The Complete Works of William Shakespeare Abridged at Bloomington Civic Theatre

10437804_10152260139176216_958022988250839037_nShakespeare wrote 37 plays, it would probably take you about 40 hours to read those; possibly longer if you stopped and took the time to comprehend what you’re reading. To see those plays live on stage, would be numerous hours of sitting in a darkened theatre.

But who has time for that? We live in a world of instant gratification and shortcuts. Thankfully, Bloomington Civic Theatre’s latest production in their Black Box Theater, The Complete Works of William Shakespeare: Abridged has us covered. In two hours we are taken on a roller coaster ride navigating through all 37 plays written by the Bard.

The premise of the play is three “Shakespearean Scholars” perform all 37 of Shakespeare’s plays in just under two hours. As you’d expect a few details and not so important lines and scenes are cut for time restraints; which leaves for some interesting and hilarious recaps such as the tragedy play “Titus Andronicus” which is turned into a cooking show.

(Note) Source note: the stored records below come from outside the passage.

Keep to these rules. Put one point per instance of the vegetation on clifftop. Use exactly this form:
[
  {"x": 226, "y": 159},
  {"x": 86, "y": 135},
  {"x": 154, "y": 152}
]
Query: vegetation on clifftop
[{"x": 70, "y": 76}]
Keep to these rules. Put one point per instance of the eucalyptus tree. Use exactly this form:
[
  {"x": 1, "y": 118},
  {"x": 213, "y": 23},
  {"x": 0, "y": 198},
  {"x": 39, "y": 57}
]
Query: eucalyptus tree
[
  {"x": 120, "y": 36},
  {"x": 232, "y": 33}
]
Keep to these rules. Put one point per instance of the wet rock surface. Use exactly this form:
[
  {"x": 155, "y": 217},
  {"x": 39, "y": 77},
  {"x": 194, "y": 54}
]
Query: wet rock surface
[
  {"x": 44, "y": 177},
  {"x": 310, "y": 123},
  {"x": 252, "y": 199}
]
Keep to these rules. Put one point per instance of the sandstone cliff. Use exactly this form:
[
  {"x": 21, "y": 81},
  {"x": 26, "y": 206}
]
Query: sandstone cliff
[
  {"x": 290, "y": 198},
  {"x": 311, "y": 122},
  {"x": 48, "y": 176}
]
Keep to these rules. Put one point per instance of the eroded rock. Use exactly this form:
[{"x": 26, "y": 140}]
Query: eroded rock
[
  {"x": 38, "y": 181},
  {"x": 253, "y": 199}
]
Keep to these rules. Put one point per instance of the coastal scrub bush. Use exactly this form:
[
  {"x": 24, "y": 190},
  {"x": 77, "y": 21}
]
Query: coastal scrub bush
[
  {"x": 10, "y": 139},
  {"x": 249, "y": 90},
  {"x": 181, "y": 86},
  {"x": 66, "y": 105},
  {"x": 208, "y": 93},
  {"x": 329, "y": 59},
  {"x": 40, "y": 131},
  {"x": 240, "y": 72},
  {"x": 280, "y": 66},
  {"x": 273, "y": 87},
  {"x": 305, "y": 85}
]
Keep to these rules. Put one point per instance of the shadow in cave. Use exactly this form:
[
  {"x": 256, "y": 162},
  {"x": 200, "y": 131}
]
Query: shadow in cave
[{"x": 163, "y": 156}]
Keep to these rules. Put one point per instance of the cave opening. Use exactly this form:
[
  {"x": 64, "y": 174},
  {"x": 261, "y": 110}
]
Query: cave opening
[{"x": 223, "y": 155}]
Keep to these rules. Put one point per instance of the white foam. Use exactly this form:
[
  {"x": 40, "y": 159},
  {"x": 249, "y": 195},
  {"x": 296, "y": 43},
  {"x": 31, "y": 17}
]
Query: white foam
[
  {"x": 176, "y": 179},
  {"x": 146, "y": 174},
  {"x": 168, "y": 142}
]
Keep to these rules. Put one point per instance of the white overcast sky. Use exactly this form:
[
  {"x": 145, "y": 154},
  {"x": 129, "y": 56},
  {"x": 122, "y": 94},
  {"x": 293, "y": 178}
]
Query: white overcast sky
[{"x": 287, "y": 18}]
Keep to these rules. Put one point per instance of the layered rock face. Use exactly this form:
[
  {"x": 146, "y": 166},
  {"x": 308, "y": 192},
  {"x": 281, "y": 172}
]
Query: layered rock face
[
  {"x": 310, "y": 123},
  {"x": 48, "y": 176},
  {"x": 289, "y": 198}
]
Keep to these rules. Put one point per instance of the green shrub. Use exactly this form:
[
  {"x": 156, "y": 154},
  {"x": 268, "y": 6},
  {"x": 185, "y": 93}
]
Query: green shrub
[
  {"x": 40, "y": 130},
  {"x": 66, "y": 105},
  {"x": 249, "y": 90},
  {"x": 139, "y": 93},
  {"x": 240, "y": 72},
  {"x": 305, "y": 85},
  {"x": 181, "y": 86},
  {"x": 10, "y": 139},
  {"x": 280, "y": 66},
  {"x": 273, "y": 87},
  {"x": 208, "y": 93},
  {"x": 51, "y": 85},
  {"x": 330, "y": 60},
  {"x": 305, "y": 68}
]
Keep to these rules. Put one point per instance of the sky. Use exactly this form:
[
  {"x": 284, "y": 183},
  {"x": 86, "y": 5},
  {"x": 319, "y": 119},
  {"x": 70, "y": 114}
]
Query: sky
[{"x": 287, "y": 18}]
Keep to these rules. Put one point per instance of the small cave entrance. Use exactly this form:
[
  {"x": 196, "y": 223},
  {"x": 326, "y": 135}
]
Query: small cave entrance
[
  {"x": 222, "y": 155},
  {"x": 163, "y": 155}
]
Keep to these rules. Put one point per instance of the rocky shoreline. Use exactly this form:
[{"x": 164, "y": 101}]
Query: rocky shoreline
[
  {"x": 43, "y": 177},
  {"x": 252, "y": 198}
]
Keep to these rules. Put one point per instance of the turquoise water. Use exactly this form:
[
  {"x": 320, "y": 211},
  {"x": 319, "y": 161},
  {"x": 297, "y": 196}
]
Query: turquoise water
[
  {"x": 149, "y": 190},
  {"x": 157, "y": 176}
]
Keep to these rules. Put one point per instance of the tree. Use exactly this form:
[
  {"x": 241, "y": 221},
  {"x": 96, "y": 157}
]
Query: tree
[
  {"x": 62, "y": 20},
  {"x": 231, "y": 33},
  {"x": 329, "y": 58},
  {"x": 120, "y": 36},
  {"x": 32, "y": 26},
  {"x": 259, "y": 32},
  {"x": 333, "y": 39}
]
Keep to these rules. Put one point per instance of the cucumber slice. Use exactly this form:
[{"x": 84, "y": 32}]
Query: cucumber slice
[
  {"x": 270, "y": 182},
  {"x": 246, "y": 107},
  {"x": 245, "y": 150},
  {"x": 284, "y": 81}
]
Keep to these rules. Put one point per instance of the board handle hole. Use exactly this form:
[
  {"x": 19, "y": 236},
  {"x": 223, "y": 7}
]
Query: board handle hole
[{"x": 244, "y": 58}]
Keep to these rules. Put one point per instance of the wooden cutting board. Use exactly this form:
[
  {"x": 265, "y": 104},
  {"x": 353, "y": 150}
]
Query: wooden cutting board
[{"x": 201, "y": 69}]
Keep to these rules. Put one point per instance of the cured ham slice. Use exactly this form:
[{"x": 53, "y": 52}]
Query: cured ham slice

Most of the second act is dedicated to dissecting “Hamlet”, particularly the character of Ophelia and relies heavily on audience participation. This provides a hilarious look at the tragic Prince of Denmark.

The three actors tasked with taking us on our journey through Shakespeare’s work are Randall J. Funk, Dave Gangler and David Tufford. The comedic timing of these three is excellent. They do a superb job mixing a scripted show with improv, at the show I saw they integrated the University of Minnesota’s Football win over Michigan earlier that afternoon into the show. All three physically throw themselves into the show and pull out all the stops to get laughs.

Who knew you could use pop culture references, football, and the Kardashians to explain the plots of Shakespeare’s plays? Definitely not me. But these topics not only work, but make you realize that the Bard’s works are still relevant in today’s society and just not in an English class.